> -----Original Message-----
> From: A mailing list for Enterprise JavaBeans development
> [mailto:[EMAIL PROTECTED]]On Behalf Of Filip Hanik
> a join, the performance would still not be good since an entity bean is a
> very heavy weight object.
I suppose this is what I disagree with, but only in a relative sense. I will
defer that an entity bean is *heavier* than a stateless session bean, but it
is not a *very* heavyweight object by its nature. It takes no more time to
pull an entity bean out of a pool, than it takes to pull a SLSB.

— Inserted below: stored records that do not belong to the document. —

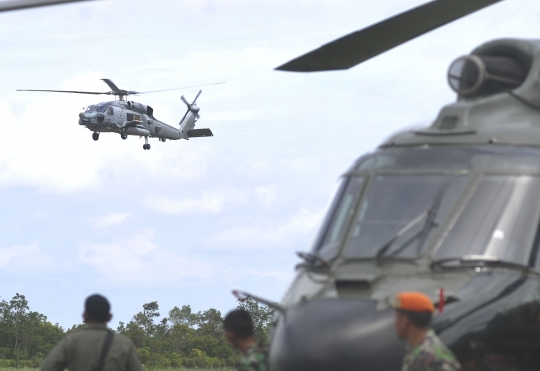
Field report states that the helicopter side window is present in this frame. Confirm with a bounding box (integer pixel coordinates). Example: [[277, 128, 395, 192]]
[[344, 174, 468, 258], [317, 176, 364, 259], [435, 175, 540, 265]]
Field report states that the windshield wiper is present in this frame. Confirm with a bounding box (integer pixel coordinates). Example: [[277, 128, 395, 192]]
[[430, 255, 529, 269], [375, 184, 446, 262]]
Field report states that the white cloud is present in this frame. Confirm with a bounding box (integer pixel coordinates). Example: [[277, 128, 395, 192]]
[[91, 213, 132, 228], [145, 191, 243, 215], [78, 229, 213, 285], [0, 243, 39, 267], [205, 210, 322, 250]]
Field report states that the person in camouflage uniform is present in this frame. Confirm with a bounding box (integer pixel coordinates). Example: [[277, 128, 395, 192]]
[[223, 309, 268, 371], [393, 292, 462, 371]]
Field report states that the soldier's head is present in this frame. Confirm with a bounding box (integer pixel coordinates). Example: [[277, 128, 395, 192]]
[[83, 294, 112, 324], [392, 292, 435, 339], [223, 309, 255, 348]]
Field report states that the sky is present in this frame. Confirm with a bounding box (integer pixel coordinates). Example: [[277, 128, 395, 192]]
[[0, 0, 540, 327]]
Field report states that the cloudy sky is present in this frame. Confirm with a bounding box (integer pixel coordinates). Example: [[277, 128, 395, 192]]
[[0, 0, 540, 326]]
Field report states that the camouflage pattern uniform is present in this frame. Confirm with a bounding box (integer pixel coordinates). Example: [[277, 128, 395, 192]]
[[238, 343, 268, 371], [401, 330, 461, 371]]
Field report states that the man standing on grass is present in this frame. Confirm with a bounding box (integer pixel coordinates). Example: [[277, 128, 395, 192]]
[[223, 309, 268, 371], [41, 295, 143, 371]]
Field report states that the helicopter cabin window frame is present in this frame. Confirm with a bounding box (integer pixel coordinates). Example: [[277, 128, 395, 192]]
[[433, 176, 540, 270], [326, 146, 540, 271]]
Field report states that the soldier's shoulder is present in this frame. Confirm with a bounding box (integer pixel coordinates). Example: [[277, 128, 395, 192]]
[[239, 346, 268, 371], [403, 334, 461, 371]]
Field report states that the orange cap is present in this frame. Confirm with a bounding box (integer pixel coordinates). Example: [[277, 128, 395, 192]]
[[392, 292, 435, 313]]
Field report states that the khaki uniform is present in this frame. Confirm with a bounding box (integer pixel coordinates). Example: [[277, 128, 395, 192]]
[[401, 330, 461, 371], [238, 344, 268, 371], [41, 325, 143, 371]]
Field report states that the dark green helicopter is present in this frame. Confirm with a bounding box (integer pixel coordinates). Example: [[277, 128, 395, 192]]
[[239, 0, 540, 371]]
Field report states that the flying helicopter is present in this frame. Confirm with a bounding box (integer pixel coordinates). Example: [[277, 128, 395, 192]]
[[17, 79, 223, 150], [237, 0, 540, 371]]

In any meaningful application, an entity bean will have to be synched with
the database before it is used. This takes time, but must be done in any
architecture. With the appropriate lazy-loading techniques this is moot, and
Entity Beans (EBs) make this a very simple activity.
The only key difference I see between EBs and some other persistence pattern
(whether it be JDO or DAO) is the transaction that is necessary to access an
entity bean even for read access. I don't know about you, but in my EJB
containers this is a blip on the radar screen in terms of memory consuption
and performance.
> an entity should, IMHO, represent a more complext transactional data
> structure that needs to be shared among different clients in order to be
> useful.
Even if I had a simple 2 column table of reference data, I would still
choose to represent this as an entity bean in most systems. There are
exceptions of course, but if the reference data can *ever* be modified, then
an entity bean is the appropriate structure.